Sinn und Ostrom

„Ökonomie“ hat zwar einige wissenschaftliche Ansätze, hat aber letztlich eine gewisse Verwandschaft mit der Astrologie. Schlicht darum, weil Menschen eben Menschen und nicht ökonomische Roboterwesen sind. Ökonomie hat somit einen hohen metaphysischen Anteil – die Glaubenskomponente bei der Ökonomie ist häufig als die wissenschaftliche Grundlage. Weil ÖkonomInnen viel wohlklingende Wortwatte verwenden, haben die Aussagen durchaus Horoskop-Charakter – man kann vieles hinein interpretieren. Dies heisst aber auch: Ökonomie hat nur einen begrenzten Nutzen für den Alltag! Beispiel gefällig? Hier kommt es – es handelt von Herr Sinn und Frau Ostrom.

Professor Hans-Werner Sinn ist Präsident des deutschen Instituts für Wirtschaftsforschung. Er hat sich zu ökonomischen Fragen im Zusammenhang mit dem Umwelt- und dem Klimaschutz geäussert. Sein (einziges) Stichwort: weltweit. Er plädiert für Massnahmen, die auf der ganzen Welt GLEICHZEITIG durchgeführt werden, zum Beispiel einen globalen Emissionshandel. Spätestens nach Kopenhagen 2009 heisst dies: NIE! – oder zumindest sehr lange noch nicht. Die Begründung von Professor Sinn dazu: wenn man einen solchen Handel nur regional umsetzt, führt dies dazu, dass die lokal sinkende Nachfrage nach fossilen Brenn- und Treibstoffen den globalen Preis tendentiell vermindert, was somit andernorts die Preissignale auf „mehr Verbrauch“ stellt – und damit passiere genau das Gegenteil von dem, was man erreichen wolle. Der Vollständigkeit halber: Hans-Werner Sinn bezeichnet sich selbst als Ordoliberalen – der Staat bloss als Nachtwächter.

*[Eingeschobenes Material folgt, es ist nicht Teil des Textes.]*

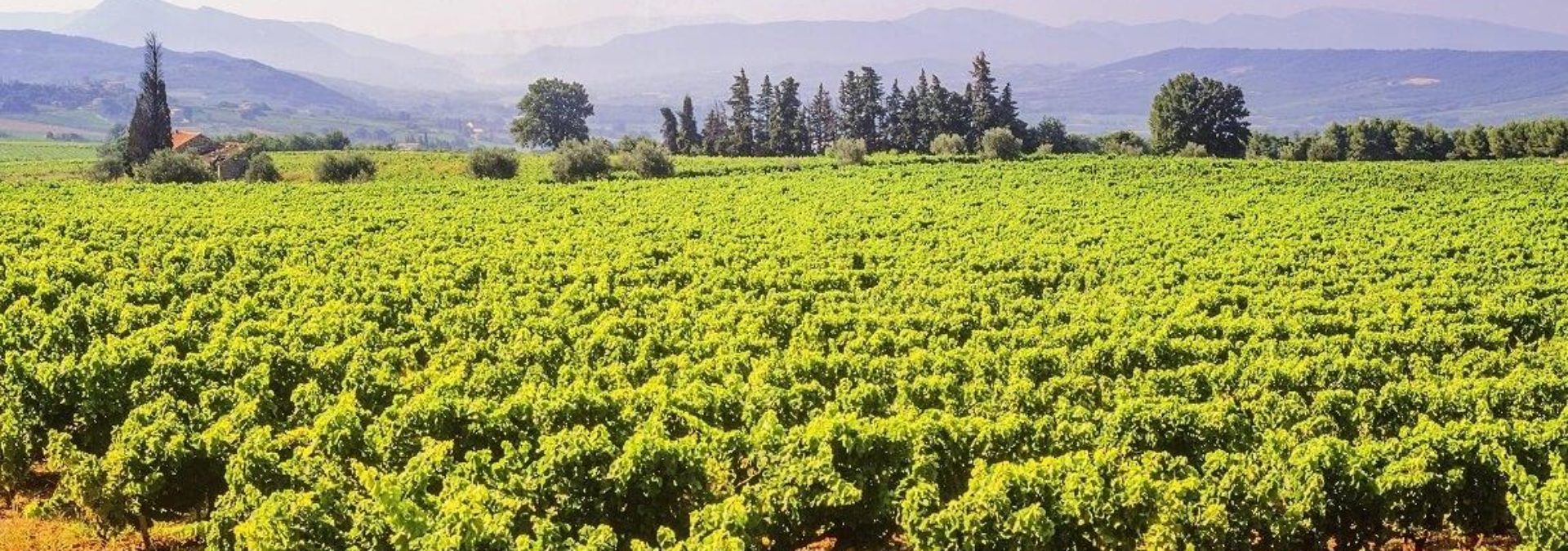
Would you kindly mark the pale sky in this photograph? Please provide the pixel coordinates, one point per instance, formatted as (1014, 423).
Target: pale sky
(424, 18)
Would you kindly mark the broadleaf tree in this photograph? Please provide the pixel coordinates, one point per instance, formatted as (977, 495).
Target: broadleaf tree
(552, 113)
(1203, 112)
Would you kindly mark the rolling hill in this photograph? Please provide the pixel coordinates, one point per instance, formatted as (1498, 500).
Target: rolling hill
(313, 49)
(198, 78)
(956, 35)
(1303, 90)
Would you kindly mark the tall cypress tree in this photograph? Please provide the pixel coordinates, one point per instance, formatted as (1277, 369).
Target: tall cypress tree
(764, 118)
(822, 121)
(1007, 116)
(149, 126)
(671, 131)
(896, 131)
(982, 99)
(913, 122)
(715, 132)
(690, 138)
(862, 107)
(742, 118)
(787, 122)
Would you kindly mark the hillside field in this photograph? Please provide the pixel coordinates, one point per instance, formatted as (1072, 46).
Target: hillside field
(1068, 353)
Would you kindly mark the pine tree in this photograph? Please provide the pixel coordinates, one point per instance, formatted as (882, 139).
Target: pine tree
(983, 105)
(822, 119)
(1007, 118)
(742, 138)
(952, 110)
(715, 132)
(1209, 113)
(913, 122)
(690, 138)
(786, 121)
(671, 131)
(764, 116)
(862, 107)
(151, 127)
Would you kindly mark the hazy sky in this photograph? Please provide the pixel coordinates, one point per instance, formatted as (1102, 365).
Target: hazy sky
(422, 18)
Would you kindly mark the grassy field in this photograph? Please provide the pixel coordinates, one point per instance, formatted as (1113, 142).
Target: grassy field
(1053, 354)
(44, 151)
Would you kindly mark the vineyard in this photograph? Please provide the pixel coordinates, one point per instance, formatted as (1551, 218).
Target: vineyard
(768, 354)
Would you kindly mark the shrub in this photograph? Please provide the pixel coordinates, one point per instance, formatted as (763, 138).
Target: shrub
(581, 160)
(492, 165)
(630, 143)
(1194, 151)
(107, 170)
(648, 160)
(849, 151)
(1000, 144)
(949, 146)
(1123, 144)
(167, 167)
(262, 170)
(1324, 149)
(345, 168)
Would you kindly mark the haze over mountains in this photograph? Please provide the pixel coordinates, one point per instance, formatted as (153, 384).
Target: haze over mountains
(1098, 76)
(954, 35)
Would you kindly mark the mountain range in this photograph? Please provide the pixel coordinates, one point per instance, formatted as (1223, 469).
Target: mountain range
(195, 78)
(313, 49)
(1305, 90)
(1298, 71)
(956, 35)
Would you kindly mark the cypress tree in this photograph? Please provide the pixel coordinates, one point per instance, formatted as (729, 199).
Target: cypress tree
(671, 131)
(862, 97)
(822, 121)
(690, 138)
(787, 122)
(715, 132)
(151, 127)
(764, 118)
(915, 127)
(1007, 116)
(983, 105)
(742, 118)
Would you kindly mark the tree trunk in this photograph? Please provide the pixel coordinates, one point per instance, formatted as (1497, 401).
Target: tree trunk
(145, 528)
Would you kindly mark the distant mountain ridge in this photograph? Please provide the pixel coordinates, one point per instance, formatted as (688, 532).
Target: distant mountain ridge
(46, 58)
(1305, 90)
(301, 47)
(956, 35)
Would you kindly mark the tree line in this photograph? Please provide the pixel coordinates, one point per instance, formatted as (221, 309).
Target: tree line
(778, 119)
(1192, 116)
(1383, 140)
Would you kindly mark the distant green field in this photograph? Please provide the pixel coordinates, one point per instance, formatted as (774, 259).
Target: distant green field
(44, 151)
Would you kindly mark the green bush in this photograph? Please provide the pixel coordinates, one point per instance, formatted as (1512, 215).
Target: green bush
(492, 165)
(632, 143)
(1194, 151)
(582, 160)
(1123, 143)
(648, 160)
(262, 170)
(1000, 144)
(949, 146)
(167, 167)
(107, 170)
(345, 168)
(847, 151)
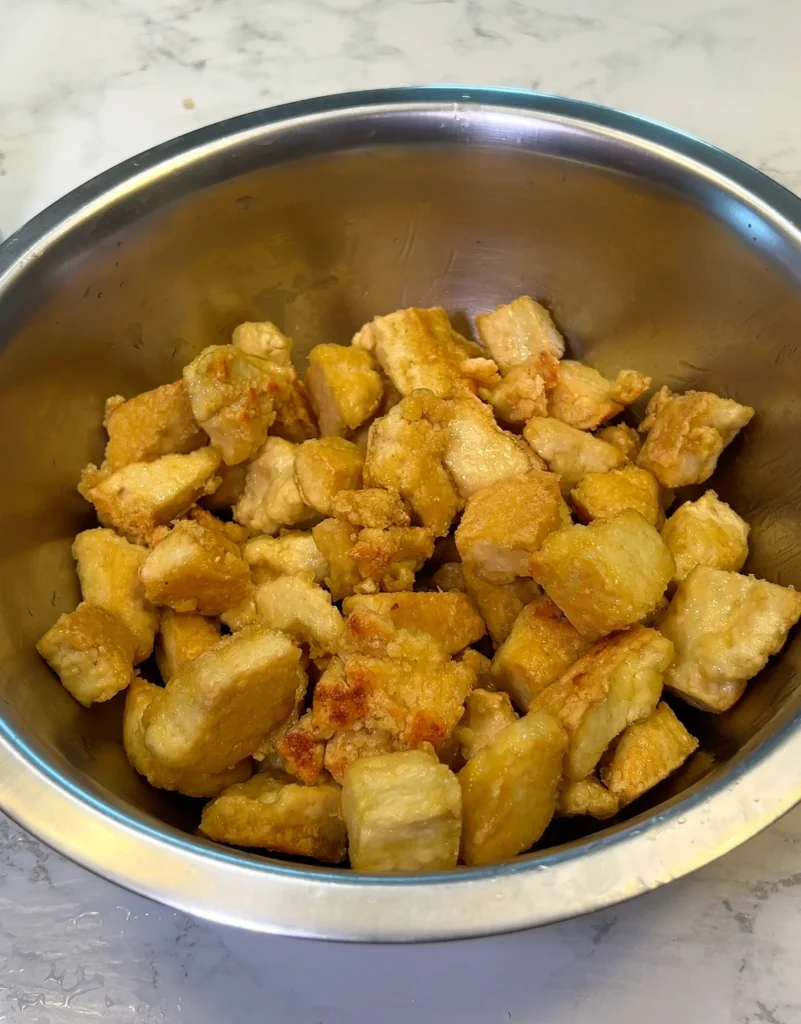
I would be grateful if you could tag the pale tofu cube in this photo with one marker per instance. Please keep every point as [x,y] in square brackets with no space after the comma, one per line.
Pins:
[140,497]
[325,467]
[109,570]
[706,532]
[724,627]
[219,707]
[509,790]
[517,332]
[403,813]
[646,754]
[345,387]
[192,783]
[540,648]
[606,576]
[505,523]
[279,814]
[685,434]
[617,683]
[568,452]
[91,651]
[151,425]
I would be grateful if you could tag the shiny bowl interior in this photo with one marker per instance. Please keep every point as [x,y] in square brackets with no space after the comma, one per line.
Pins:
[652,250]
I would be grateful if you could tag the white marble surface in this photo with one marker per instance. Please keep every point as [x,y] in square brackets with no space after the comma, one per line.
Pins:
[84,83]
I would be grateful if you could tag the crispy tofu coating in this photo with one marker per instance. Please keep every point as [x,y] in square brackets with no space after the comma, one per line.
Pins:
[403,813]
[585,398]
[685,434]
[91,651]
[140,497]
[540,648]
[606,576]
[505,523]
[277,813]
[706,532]
[152,424]
[325,467]
[509,790]
[646,754]
[617,683]
[518,332]
[218,708]
[724,627]
[192,783]
[195,568]
[109,570]
[345,387]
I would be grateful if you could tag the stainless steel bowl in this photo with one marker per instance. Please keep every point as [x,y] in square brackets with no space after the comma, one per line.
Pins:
[654,251]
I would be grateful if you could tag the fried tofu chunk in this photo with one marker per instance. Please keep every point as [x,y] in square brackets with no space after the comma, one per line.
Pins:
[724,627]
[403,813]
[109,570]
[91,651]
[233,398]
[192,783]
[195,568]
[685,434]
[646,754]
[585,398]
[277,813]
[540,648]
[606,576]
[152,424]
[140,497]
[218,708]
[345,387]
[451,619]
[617,683]
[325,467]
[509,790]
[706,532]
[601,496]
[571,453]
[518,332]
[505,523]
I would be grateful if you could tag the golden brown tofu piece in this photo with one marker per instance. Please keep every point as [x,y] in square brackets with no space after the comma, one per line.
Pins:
[601,496]
[571,453]
[345,387]
[325,467]
[181,638]
[91,651]
[505,523]
[509,790]
[451,619]
[218,708]
[517,332]
[151,425]
[140,497]
[646,754]
[109,570]
[233,398]
[706,532]
[606,576]
[192,783]
[195,568]
[403,813]
[685,434]
[541,647]
[617,683]
[277,813]
[724,627]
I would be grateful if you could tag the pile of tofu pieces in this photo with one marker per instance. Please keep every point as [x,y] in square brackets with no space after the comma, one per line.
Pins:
[412,605]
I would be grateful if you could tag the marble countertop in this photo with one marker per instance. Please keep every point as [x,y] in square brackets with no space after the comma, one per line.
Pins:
[85,83]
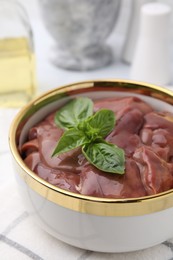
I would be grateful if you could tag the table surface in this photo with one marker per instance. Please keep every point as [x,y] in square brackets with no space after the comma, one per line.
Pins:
[20,238]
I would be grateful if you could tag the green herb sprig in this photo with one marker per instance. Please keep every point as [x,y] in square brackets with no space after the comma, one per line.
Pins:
[87,130]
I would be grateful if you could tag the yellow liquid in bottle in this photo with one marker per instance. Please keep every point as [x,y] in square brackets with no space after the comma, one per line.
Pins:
[17,72]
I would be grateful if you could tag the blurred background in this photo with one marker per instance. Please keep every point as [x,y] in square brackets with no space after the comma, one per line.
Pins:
[80,40]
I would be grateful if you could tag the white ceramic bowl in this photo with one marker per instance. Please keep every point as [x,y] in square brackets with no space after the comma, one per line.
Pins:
[105,225]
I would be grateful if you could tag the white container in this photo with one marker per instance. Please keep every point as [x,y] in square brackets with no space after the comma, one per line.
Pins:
[99,224]
[152,58]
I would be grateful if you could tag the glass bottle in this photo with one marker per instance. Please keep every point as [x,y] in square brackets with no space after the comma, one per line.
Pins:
[17,60]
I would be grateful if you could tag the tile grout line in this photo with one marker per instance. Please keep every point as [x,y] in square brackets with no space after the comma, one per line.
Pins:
[20,247]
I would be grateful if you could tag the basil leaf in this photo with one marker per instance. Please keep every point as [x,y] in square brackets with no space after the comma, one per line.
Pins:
[100,124]
[71,139]
[74,112]
[106,157]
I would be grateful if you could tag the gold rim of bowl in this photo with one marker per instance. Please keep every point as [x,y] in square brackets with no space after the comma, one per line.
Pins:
[77,202]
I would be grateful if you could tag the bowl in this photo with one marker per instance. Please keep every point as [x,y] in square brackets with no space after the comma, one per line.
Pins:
[92,223]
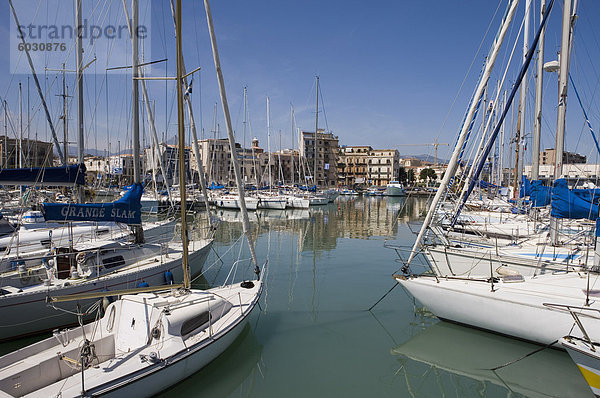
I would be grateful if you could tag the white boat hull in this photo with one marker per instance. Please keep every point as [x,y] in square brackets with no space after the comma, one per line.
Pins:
[394,191]
[298,203]
[234,202]
[513,309]
[132,360]
[271,203]
[26,313]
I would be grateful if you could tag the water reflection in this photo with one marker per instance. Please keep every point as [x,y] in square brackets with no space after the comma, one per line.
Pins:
[240,365]
[449,357]
[320,228]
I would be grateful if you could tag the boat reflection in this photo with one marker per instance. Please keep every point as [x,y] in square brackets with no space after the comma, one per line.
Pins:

Professorin Elinor Ostrom ist Politikwissenschafterin, sie gilt als führende Umweltökonomin – ihr wurde 2009 der Wirtschaftsnoblpreis verliehen. Ihr zentrales Stichwort: gemeinsam. Ihre Arbeiten handeln vom Umgang der Menschen mit gemeinsamen knappen Gütern – Commons oder Allmende. Ihre Aussage zum Klimaschutz, beispielsweise anlässlich eines Vortrags an der TU Berlin im Juni 2010: Wir sollen nicht auf eine globale Lösung warten, und wir können auch nicht darauf warten. Sie betont insbesondere die Rolle der Städte – weil diese konkret zeigen, wie Klimaschutz in der Praxis funktioniert, siehe etwa die Stadt Zürich mit dem Gemeindebeschluss zur 2000-Watt-Gesellschaft . Ein entscheidender Faktor bei derartigen Entscheiden: Vertrauen! Und die lokal erprobten Massnahmen können dann immer grössere Kreise ziehen, lassen sich multiplizieren. Elinor Ostrom sagt, dass sie rasend werde, wenn sie sich vorstelle, dass wir nicht sofort handeln! Ein klares Plädoyer für „Globales Denken, lokales Handeln“ also!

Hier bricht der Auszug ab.